Le projet de loi « Ripost » se concentre sur plusieurs aspects cruciaux. Parmi les mesures phares, l’augmentation de l’amende forfaitaire délictuelle (AFD) pour la consommation de stupéfiants, qui passera de 200 à 500 euros. Cette réforme, annoncée par le président Emmanuel Macron en décembre dernier, vise à renforcer la capacité dissuasive de la législation en matière de drogues.
Laurent Nuñez a souligné que le simple fait de consommer des produits stupéfiants entraînera non seulement une amende significativement plus élevée, mais aussi des sanctions complémentaires. En effet, les récidivistes pourraient voir leur permis de conduire suspendu. Cette décision serait prise par les préfets, après convocation devant une commission médicale afin d’évaluer la capacité de l’individu à conduire en toute sécurité.
Le ministre a également évoqué une mesure réglementaire distincte, qui ne figurera pas dans le projet de loi, mais qui permettra aux préfets de suspendre ou d’annuler le permis de conduire pour les consommateurs réguliers de drogues. Cette initiative vise à protéger la sécurité routière en ciblant spécifiquement les individus dont l’usage de stupéfiants pourrait compromettre leur capacité à conduire.
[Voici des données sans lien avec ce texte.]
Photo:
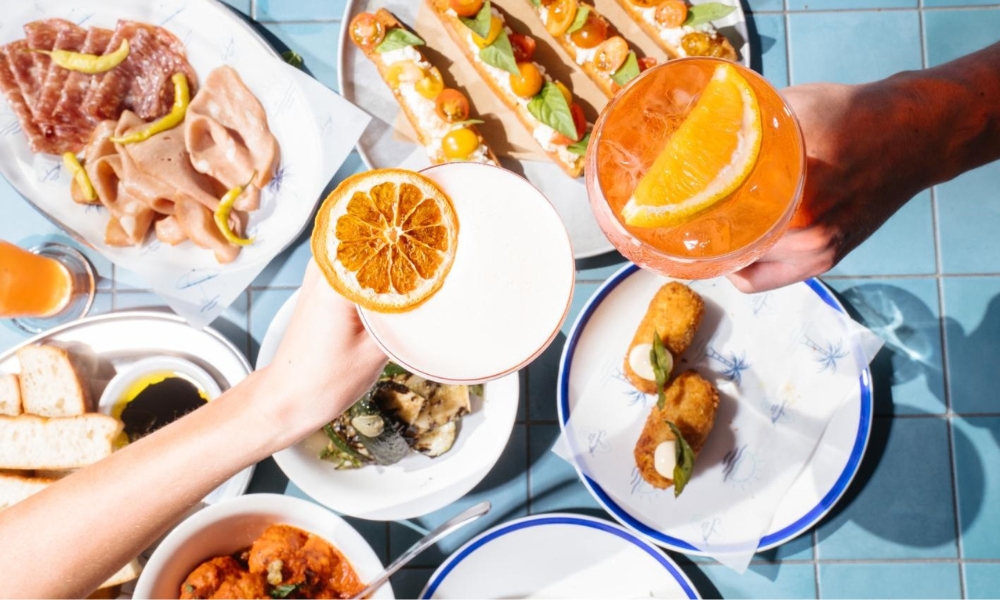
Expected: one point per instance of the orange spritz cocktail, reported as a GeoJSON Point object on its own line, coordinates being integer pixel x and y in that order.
{"type": "Point", "coordinates": [695, 169]}
{"type": "Point", "coordinates": [31, 285]}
Le projet de loi « Ripost », qui signifie « Réponses immédiates aux phénomènes troublant l’ordre public, la sécurité et la tranquillité de nos concitoyens », a pour ambition de remédier aux lacunes existantes dans le cadre législatif actuel. Le gouvernement espère que cette législation sera examinée par le Parlement avant l’été 2026, avec une adoption souhaitée pour l’automne.
Laurent Nuñez a conclu en affirmant que ces nouvelles mesures s’inscrivent dans une volonté plus large de garantir la sécurité de tous, face à des enjeux de santé publique et de sécurité routière sans précédent. Cela soulève également des questions sur l’impact de telles sanctions sur les usagers de drogues et la manière de les accompagner vers une réhabilitation.
Alors que la France se confronte à des défis croissants liés à la consommation de drogue, ces mesures pourraient marquer un tournant dans la stratégie gouvernementale face à ce fléau. La société attend désormais de voir comment ces mesures seront mises en œuvre et leurs effets sur le terrain.